EU to Press China at G-20 Summit for Pledge to Let Yuan Rise
The EU also will seek a pledge from the U.S. to rein in its budget deficits, as well as support for European efforts to address the sovereign-debt crisis. Next week’s summit will include country-by-country commitments as well as statements from the full G-20, the officials told reporters today in Brussels.
European leaders will acknowledge the spillover effects from the euro-area debt crisis, which has worsened since the G-20 gathered last year in Seoul. Still, Europe is not the only area with problems and its concerns should not overshadow the responsibilities borne by other nations, the officials said.
The G-20 is designing a system to spot imbalances in trade and investment flows in an effort to help the world economy prosper and avoid future crises. In April, finance ministers agreed on indicators for measuring these imbalances, to lay the groundwork for how they will be monitored and enforced.
“The guidelines operate like a net which holds the countries which violate or do not respect” the benchmarks, Christine Lagarde said in April, when she was French finance minister and had not yet taken up her current post as head of the International Monetary Fund. Seven countries -- the U.S., China, Germany, France, the U.K., India and Japan -- were deemed large enough to be of systemic importance and will face tougher scrutiny.
The EU will push for strong language from the G-20 on how the new framework will work, the officials said today. Europe is seeking the guidelines to have enough strength to be effective, without going as far as proposing sanctions or other measures that might alienate some countries.
Financial regulatory measures also will be part of next week’s G-20 discussions. The EU sees itself as a success story in implementing the Basel II capital accords and also will continue discussions about global oversight of derivative markets and systemically important financial institutions.
The European Commission, the EU’s executive arm, will discuss its proposals for a financial-transactions tax. There is not yet strong support for a global tax, so next week’s discussions will serve as a way to keep the topic in focus for future years, the officials said.
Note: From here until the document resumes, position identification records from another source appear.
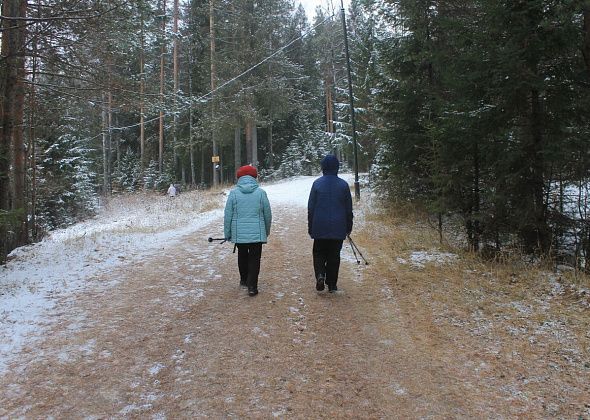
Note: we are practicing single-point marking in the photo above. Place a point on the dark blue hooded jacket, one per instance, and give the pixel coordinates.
(329, 209)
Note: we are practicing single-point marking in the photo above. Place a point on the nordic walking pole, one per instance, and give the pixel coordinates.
(353, 251)
(358, 250)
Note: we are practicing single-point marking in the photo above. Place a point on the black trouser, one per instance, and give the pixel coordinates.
(249, 263)
(326, 259)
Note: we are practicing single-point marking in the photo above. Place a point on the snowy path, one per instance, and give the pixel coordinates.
(174, 336)
(166, 332)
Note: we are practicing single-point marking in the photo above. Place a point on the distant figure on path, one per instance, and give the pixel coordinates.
(247, 220)
(171, 191)
(329, 221)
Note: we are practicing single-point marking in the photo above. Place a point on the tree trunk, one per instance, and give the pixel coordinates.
(237, 148)
(161, 119)
(175, 75)
(249, 156)
(213, 87)
(254, 144)
(106, 149)
(586, 48)
(12, 73)
(271, 160)
(190, 119)
(142, 93)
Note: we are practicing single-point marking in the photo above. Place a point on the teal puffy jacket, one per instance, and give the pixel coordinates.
(247, 215)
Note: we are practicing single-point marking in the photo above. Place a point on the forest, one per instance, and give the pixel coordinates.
(477, 111)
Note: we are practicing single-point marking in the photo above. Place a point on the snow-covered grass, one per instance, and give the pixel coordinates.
(127, 229)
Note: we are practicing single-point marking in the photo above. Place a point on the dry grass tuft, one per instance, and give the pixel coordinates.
(519, 330)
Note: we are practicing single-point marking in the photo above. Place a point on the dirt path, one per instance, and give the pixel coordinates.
(177, 338)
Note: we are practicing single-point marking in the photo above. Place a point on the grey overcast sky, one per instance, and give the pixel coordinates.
(310, 5)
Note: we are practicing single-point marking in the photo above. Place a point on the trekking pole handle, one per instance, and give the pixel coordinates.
(210, 239)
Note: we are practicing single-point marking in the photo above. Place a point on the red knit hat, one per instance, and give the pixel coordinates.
(247, 170)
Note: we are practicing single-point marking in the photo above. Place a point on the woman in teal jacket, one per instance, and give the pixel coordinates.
(247, 220)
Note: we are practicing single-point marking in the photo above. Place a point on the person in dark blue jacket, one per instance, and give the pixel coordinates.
(329, 221)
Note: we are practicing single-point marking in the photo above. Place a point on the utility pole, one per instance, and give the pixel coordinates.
(357, 188)
(215, 157)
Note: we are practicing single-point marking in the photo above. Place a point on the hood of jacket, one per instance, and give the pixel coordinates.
(247, 184)
(330, 165)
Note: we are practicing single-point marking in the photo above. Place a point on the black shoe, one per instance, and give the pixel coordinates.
(320, 282)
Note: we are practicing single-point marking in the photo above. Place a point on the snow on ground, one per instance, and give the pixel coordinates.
(126, 230)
The G-20 is scheduled to hear a presentation on development from Bill Gates, chairman of Microsoft Corp. and co-chairman of the Bill and Melinda Gates Foundation, that may also endorse the transaction tax idea, one of the EU officials said. Such taxes have generally drawn support from non-governmental organizations like Oxfam that see the tax as a way to raise money to fight poverty.
The EU will press the full G-20 to pledge to ensure that the IMF will have sufficient resources to meet its commitments. The EU also will seek to discuss global management of raw materials, in hopes of finding common ground between consumers and producers of specialty minerals.
European leaders won’t use the summit as a forum to seek contributions to the European Financial Stability Facility, the euro area’s main rescue fund, or other debt-crisis rescue initiatives, the officials said.